Introduction XII -Order Statistics

We’ve used order statistics already when we covered auction theory but some of you might not have known what order statistics are. I hope I can enlighten those today.

Order Statistics

What are Order Statistics?

Order statistics are what the name says. They are the probability that a given value of i.i.d random variables is the nth smallest value in all our “draws”. Therefore the maximum, the minimum and the median of i.i.d random variables are all order statistics.  Or more general:

Suppose $X_{ 1 }, X_{ 2 }, ... X_{ n }$ are idependent, identically-distributed (i.i.d) random variables with PDF f(x) and CDF F(x). The order statistics then says:

$X_{ (1) } \le X_{ (2) } \le ... \le X_{ (n) }$

where sub (n) means it is the order statistic.

An important note here is that the random variables are independent of each another but their order statistics aren’t, as the 1st order statistic will always be less or equal to the 2nd order statistic. The value of the 2nd order statistic gives us therefore some limitation in what range the 1st order statitic can be.

CDF

We start with finding the CDF of order statistics as it is easier than finding the pdf.

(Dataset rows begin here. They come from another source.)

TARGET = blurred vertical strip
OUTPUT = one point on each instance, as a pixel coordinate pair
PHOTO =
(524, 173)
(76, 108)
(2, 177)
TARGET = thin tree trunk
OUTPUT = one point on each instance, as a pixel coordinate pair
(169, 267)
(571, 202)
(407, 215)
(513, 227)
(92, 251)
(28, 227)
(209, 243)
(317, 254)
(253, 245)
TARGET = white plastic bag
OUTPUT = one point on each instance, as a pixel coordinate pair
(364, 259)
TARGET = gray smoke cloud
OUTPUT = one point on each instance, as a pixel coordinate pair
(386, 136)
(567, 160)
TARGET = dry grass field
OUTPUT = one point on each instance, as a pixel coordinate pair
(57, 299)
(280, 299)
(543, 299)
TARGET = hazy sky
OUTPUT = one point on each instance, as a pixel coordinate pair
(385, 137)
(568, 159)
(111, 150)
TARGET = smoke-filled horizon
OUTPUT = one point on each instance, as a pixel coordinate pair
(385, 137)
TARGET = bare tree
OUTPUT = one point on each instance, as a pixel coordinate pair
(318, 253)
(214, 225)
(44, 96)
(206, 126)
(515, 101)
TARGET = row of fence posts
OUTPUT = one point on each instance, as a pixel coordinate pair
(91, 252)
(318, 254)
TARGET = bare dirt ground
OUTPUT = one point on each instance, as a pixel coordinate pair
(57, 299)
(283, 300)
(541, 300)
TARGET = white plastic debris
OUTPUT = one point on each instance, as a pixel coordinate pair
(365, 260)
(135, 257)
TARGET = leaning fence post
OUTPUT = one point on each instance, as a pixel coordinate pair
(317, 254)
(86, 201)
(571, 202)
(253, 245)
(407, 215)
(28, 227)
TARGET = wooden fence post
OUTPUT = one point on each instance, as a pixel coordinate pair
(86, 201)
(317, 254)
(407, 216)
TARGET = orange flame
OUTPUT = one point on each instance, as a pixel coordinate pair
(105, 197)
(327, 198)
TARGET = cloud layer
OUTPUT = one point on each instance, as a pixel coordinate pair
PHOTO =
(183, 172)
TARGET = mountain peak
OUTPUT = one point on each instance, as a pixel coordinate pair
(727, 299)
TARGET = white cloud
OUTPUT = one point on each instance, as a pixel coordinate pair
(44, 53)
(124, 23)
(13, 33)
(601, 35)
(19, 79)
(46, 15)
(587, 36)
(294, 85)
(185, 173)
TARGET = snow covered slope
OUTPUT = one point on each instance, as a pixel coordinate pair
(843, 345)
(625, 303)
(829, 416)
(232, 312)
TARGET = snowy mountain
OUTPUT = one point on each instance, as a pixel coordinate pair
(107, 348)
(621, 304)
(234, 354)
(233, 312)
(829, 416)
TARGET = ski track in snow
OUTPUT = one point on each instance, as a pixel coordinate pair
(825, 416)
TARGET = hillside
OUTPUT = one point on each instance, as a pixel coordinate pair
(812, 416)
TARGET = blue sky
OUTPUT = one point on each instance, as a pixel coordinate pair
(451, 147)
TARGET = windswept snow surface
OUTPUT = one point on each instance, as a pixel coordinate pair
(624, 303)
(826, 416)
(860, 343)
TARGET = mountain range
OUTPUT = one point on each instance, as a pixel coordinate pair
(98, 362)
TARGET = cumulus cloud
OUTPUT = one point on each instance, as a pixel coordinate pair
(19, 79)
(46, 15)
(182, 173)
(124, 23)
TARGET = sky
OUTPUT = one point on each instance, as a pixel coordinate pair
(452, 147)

We want to find the probability that at least j of $X_{ i }$‘s are $\le$ x. In mathematical terms it would look like this:

$P(X_{ j } \le x)=P(at\;least\;j\;of\;X_{ i }\;are\le x)$

If we reformulate it to exact j of $X_{ i }$ are $\le$ x, it is binomial distributed as there are just two outcomes. Either it is smaller or it is bigger than x.

We than get the following equation:

$P(X_{ j }\le x)=\sum_{ k=j }^{ n }{ (\begin{matrix} n \\ k \end{matrix})F(x)^{ k }(1-F(x))^{ n-k } }$

Example: In the auction theory post we used the nth order statistic cdf for our posted price model. We had a Uniform[0,1] distribution.

$P(X_{ n }\le x)=\sum_{ k=n }^{ n }{ (\begin{matrix} n \\ n \end{matrix})F(x)^{ n }(1-F(x))^{ n-n } }=F(x)^{ n }=x^{ n }$

The nth order statistic is by the way the maximum.

PDF

We could for sure just differentiate the CDF but the sum makes it quite difficult so we go an easier way.

The trick here is to remember that the probability is given by f(x)dx where dx is a tiny interval around x. If we have n i.i.d random variables, we have n possibilities for the jth order statistic each with probability f(x)dx, because every value could be the jth order statistic. We therefore have:

$f_{ X_{ (j) }}(x)dx=nf(x)dx...$

The ramaining n-1 can then be either bigger or smaller than x. We therefore have again a binomial distribution. We know that j-1 have to be smaller because otherwise the jth order statistic wouldn’t be the jth order statistic (it just is how it is). n-j can therefore be bigger than x. Plugging all of this in the equation:

$f_{ X_{ (j) }}(x)dx=nf(x)dx(\begin{matrix} n-1 \\ j-1 \end{matrix})F(x)^{ j-1 }(1-F(x))^{ n-j }$

and therefore:

$f_{ X_{ (j) }}(x)=nf(x)(\begin{matrix} n-1 \\ j-1 \end{matrix})F(x)^{ j-1 }(1-F(x))^{ n-j }$

Example: In the auction theory post we used the n-1st order statistic for the expected profit of auctions. The random variables were i.i.d Uniform[0,1] distributed.

$f_{ X_{ (n-1) }}(x)=nf(x)(\begin{matrix} n-1 \\ (n-1)-1 \end{matrix})F(x)^{ (n-1)-1 }(1-F(x))^{ n-(n-1) }=nf(x)(n-1)F(x)^{ n-2 }(1-F(x))$

As f(x)=1 and F(x)=x for Uniform[0,1] we get:

$f_{ X_{ (n-1) }}(x)=n(n-1)x^{ n-2 }(1-x)$

What is exactly the same as in the auction theory post.